Contrary to current wisdom, osteoarthritis is not simply the product of wear and tear. A new study finds it is at least in part driven by the body’s own immune system. This means that the painful condition – thought by many to be irreversible – can perhaps be prevented or cured in humans by blocking the inflammatory processes.
Osteoarthritis, the most common joint disease in the U.S., affects nearly 27 million people, most of them elderly, and is associated with the breakdown of cartilage in joint areas, such as the knees, hips, fingers and spine.
The study, by researchers at Stanford University of Medicine, first demonstrated that humans with osteoarthritis contain a high amount of proteins that are made when the body is under attack by a bacterial or viral infection. These proteins, called the complement system, attack the damaged joints just as they would attack a bacteria or virus. This sets off a cascade of events that result in the inflammation and severe pain associated with osteoarthritis.
The Stanford investigators used genetically-engineered lab mice to determine that the complement system is causally related to the development of osteoarthritis. They showed that if the complement system is disrupted in these mice, the mice are actually protected against osteoarthritis, even when their joints are physically damaged. If the mice contained an over-activated complement system, their arthritis became more severe.
The complement system activates a cluster of proteins called the membrane attack complex (MAC). In osteoarthritis, the MAC facilitates the secretion of enzymes and inflammatory chemicals that chew up cartilage in the joints and spaces between bone cells. The destruction of cartilage causes severe pain when humans with osteoarthritis attempt to move the damaged joint.

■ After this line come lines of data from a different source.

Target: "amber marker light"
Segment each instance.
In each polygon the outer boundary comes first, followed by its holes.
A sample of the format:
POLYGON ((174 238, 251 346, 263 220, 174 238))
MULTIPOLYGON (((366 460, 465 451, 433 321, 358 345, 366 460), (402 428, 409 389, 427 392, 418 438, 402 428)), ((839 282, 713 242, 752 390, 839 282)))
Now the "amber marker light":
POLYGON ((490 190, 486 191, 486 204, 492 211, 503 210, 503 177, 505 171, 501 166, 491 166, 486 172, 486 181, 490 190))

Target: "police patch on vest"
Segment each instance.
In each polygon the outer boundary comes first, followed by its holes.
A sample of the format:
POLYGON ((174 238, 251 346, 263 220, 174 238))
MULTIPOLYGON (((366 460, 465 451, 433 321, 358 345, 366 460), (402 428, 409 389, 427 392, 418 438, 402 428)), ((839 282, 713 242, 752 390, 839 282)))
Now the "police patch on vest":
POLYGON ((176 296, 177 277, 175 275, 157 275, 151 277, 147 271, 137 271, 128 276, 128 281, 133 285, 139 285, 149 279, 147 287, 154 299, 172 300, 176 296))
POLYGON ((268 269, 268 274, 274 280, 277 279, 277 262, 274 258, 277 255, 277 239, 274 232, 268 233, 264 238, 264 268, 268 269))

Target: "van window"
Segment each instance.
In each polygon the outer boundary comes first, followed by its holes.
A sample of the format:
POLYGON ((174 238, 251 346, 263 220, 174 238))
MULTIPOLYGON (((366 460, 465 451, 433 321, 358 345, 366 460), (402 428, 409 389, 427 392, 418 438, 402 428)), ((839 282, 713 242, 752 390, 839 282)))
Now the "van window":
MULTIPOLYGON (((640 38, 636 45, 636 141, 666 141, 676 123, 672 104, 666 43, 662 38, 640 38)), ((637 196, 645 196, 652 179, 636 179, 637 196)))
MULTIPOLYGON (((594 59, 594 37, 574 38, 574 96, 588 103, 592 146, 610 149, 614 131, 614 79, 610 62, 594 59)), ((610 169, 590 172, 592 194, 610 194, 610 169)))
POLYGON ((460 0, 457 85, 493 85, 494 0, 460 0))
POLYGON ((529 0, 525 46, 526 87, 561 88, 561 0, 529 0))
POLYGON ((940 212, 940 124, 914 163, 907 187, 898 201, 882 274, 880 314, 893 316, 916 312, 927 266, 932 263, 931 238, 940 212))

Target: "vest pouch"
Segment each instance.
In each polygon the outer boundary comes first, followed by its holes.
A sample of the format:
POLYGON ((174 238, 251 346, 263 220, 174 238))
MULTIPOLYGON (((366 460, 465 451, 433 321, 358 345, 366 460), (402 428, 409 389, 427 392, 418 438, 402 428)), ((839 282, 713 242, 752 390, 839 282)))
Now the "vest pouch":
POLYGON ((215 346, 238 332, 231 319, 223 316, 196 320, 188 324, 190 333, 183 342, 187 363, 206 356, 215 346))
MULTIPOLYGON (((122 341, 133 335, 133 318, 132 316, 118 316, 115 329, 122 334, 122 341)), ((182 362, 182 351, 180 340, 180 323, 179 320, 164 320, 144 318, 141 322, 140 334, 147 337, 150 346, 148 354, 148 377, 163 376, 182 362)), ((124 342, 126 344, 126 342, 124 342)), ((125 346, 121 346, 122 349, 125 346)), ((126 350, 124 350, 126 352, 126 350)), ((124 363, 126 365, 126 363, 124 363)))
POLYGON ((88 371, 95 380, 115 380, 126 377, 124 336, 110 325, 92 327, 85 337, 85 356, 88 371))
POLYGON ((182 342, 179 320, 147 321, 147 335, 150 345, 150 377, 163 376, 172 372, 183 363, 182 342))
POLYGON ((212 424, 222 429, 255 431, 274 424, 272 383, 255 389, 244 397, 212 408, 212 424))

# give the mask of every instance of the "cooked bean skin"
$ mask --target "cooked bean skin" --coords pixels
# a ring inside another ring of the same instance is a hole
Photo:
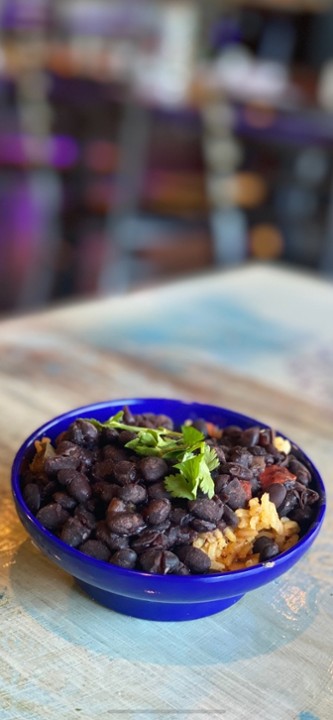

With their latest findings, the field of arthritis finally has a specific set of proteins to target – the complement system. The Stanford investigators believe that by tinkering with the complement system earlier in a patient, humans with osteoarthritis could slow the disease progression and perhaps even prevent the disease altogether even before symptoms appear.
“It’s a paradigm change. People in the field predominantly view osteoarthritis as a matter of simple wear and tear, like tires gradually wearing out on a car,” said William Robinson, MD, PhD, the study's senior author.
Currently, the two most popular drugs to treat osteoarthritis are Tylenol (acetaminophen) and Aspirin (ibuprofen), which alleviate some of the inflammation and pain in elderly people but do not treat the disease itself. The nutraceuticals glucosamine and chondroitin are also used by some to protect against the effects of time on joint tissues.
The problem is, however, is that tinkering with the body’s complement system might lead to people being more susceptible to bacterial and viral infections, an outcome that the investigators do not wish to occur. The researchers believe that brief administration of a drug that inhibits the complement system could help treat osteoarthritis without leading to more bacterial and viral infections. More research is needed to come to terms with these issues and to determine if disrupting the complement system helps humans.
This study is published online ahead of print in the journal Nature Medicine.